A eleição de 2020 no Brasil traz duas tendências claras:
- os candidatos aventureiros (de "fora da política") perderam força; provavelmente, o eleitor compreendeu que apostar em Witzel e outros seres vindos do pântano da "antipolítica" é o caminho para a tragédia;
- a derrota pessoal de Bolsonaro nas principais capitais brasileiras.
Já tratei do primeiro ponto em outros textos. Dessa vez, vou-me debruçar sobre a segunda tendência, que fica clara após as últimas pesquisas eleitorais.
Bolsonaro é um presidente sem partido: saiu do PSL e não conseguiu viabilizar outra legenda. Mas nas duas maiores cidades brasileiras embarcou nas candidaturas do partido Republicanos, controlado pela turma de Edir Macedo: Crivella no Rio e Russomano em São Paulo.
Na capital paulista, o candidato colou sua imagem a Bolsonaro na campanha de TV: vídeos, declarações do presidente, metáforas com o futebol... Russomano fez de tudo para se aproximar do bolsonarismo. E o resultado: um tombo de sete pontos nas pesquisas.
Russomano caiu de 27% para 20% em duas semanas de propaganda na TV, segundo o Datafolha. Tornou-se provável um segundo turno entre Covas (PSDB) e Boulos (PSOL), com a extrema direita afastada da disputa.
No Rio, Crivella usou a imagem do capitão em panfletos, apresentou-se como fiel escudeiro presidencial e levou para sua chapa de vereadores membros da família Bolsonaro. E o resultado: Crivella chega à reta final do primeiro turno em queda nas pesquisas.
O mais provável é que a disputa final se dê entre Eduardo Paes (DEM), e Martha (PDT) ou Benedita (PT) - com o candidato de Edir Macedo/Bolsonaro varrido do mapa.
Em Porto Alegre, não há bolsonaristas entre os cinco primeiros na disputa. A esquerda lidera com Manuela (PCdoB/PT)
Em Salvador, o líder é do DEM (descolado de Bolsonaro, tem apoio de ACM Neto), e a segunda colocada é do PT. Só 18% aprovam o bolsonarismo na capital baiana.
No Recife, Mendonça Filho do DEM até tentou surfar na ligação com o presidente, e foi ficando pra trás nas pesquisas. Segundo turno pode opor João Campos (PSB) e Marilia Arraes (PT).
Em BH, o atual prefeito do PSD se opôs ao bolsonarismo na pandemia, e impôs distanciamento social na cidade: Kalil tem mais de 50% nas pesquisas e é favoritíssimo pra ganhar no primeiro turno.
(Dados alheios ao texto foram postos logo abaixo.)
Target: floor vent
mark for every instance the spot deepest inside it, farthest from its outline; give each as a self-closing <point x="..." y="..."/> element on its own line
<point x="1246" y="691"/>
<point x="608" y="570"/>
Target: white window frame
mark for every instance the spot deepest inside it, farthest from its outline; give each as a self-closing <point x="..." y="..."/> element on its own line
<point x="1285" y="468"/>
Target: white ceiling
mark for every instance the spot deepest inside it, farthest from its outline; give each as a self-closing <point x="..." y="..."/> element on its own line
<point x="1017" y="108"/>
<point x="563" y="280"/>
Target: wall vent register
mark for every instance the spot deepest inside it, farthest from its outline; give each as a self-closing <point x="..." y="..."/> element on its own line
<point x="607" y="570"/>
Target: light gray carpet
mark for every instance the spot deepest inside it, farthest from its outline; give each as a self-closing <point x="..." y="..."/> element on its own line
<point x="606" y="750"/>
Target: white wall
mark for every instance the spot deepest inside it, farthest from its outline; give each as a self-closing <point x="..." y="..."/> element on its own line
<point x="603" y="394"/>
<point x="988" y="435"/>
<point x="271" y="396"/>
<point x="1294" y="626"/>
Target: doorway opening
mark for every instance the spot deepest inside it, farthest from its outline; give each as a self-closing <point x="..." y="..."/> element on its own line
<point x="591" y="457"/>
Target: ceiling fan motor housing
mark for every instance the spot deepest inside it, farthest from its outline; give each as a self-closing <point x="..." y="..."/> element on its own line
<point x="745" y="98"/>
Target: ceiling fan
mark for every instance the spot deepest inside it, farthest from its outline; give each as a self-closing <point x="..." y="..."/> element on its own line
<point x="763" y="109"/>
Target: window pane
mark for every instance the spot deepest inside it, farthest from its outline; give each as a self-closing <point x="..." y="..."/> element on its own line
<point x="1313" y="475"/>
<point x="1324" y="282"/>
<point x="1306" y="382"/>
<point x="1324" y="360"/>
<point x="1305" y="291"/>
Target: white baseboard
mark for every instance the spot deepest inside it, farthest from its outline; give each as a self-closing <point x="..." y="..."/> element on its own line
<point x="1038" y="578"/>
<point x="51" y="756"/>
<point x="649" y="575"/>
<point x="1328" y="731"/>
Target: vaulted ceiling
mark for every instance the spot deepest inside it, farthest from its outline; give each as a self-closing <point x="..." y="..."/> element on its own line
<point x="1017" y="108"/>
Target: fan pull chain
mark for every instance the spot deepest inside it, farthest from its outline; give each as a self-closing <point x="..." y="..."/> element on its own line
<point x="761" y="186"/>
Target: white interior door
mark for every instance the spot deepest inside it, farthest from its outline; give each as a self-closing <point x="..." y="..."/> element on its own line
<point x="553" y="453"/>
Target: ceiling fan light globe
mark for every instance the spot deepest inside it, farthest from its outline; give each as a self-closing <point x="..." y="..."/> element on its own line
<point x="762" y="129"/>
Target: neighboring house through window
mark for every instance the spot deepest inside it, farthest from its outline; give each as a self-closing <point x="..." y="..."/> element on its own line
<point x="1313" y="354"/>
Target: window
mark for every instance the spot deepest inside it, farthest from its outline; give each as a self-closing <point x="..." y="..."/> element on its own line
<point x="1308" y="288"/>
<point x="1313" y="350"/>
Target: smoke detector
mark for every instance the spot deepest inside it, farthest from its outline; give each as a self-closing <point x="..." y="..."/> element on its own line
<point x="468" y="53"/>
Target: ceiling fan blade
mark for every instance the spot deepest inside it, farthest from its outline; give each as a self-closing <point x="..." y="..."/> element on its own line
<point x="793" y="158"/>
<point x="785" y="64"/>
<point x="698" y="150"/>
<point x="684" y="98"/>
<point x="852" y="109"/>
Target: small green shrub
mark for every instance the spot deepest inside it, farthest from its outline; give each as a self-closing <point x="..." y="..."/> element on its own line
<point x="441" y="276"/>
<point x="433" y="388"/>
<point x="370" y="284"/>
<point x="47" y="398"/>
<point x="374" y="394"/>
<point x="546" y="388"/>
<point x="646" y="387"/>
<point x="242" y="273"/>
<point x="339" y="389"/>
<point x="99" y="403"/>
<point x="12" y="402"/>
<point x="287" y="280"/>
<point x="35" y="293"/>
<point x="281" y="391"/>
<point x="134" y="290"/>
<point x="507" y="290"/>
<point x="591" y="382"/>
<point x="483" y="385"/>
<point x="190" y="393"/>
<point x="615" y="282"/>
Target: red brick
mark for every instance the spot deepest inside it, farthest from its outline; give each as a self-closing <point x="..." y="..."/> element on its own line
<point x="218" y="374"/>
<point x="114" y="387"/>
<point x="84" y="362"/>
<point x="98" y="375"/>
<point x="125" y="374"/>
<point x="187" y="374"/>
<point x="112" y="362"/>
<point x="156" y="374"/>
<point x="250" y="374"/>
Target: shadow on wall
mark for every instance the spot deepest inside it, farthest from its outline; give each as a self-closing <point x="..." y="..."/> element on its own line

Só em Fortaleza, há um bolsonarista bem colocado: Capitão Wagner (PROS) disputa a liderança com Luiziannne Lins (PT). Wagner, no entanto, sente que a imagem bolsonarista é um peso, e tenta agora se descolar do presidente.
De uma forma geral, o quadro eleitoral indica uma grande pulverização nas principais cidades do país. Aparentemente, não haverá um partido vencedor, mas uma dispersão - com vantagem para o bloco de centro-direita (DEM, PSD, MDB, PSDB), e com a esquerda recuperando terreno (mas com o triunfo dividido em várias legendas: PT, PSB, PSOL, PCdoB e PDT).
O grande derrotado, no entanto, está claro quem é: Jair Bolsonaro.
O presidente sairá chamuscado no eixo Rio-SP, e enfraquecido em outras capitais importantes. Para sobreviver, dependerá cada vez mais do Centrão, o que tira fôlego do discurso extremista/terraplanista que foi fundamental para dar vitória a ele em 2018.
Depois da derrota golpista na Bolívia, e do avanço dos democratas no Chile, a onda de extrema direita parece perder força também nas eleições municipais no Brasil.
Mais um bom sinal, nesse fim de 2020.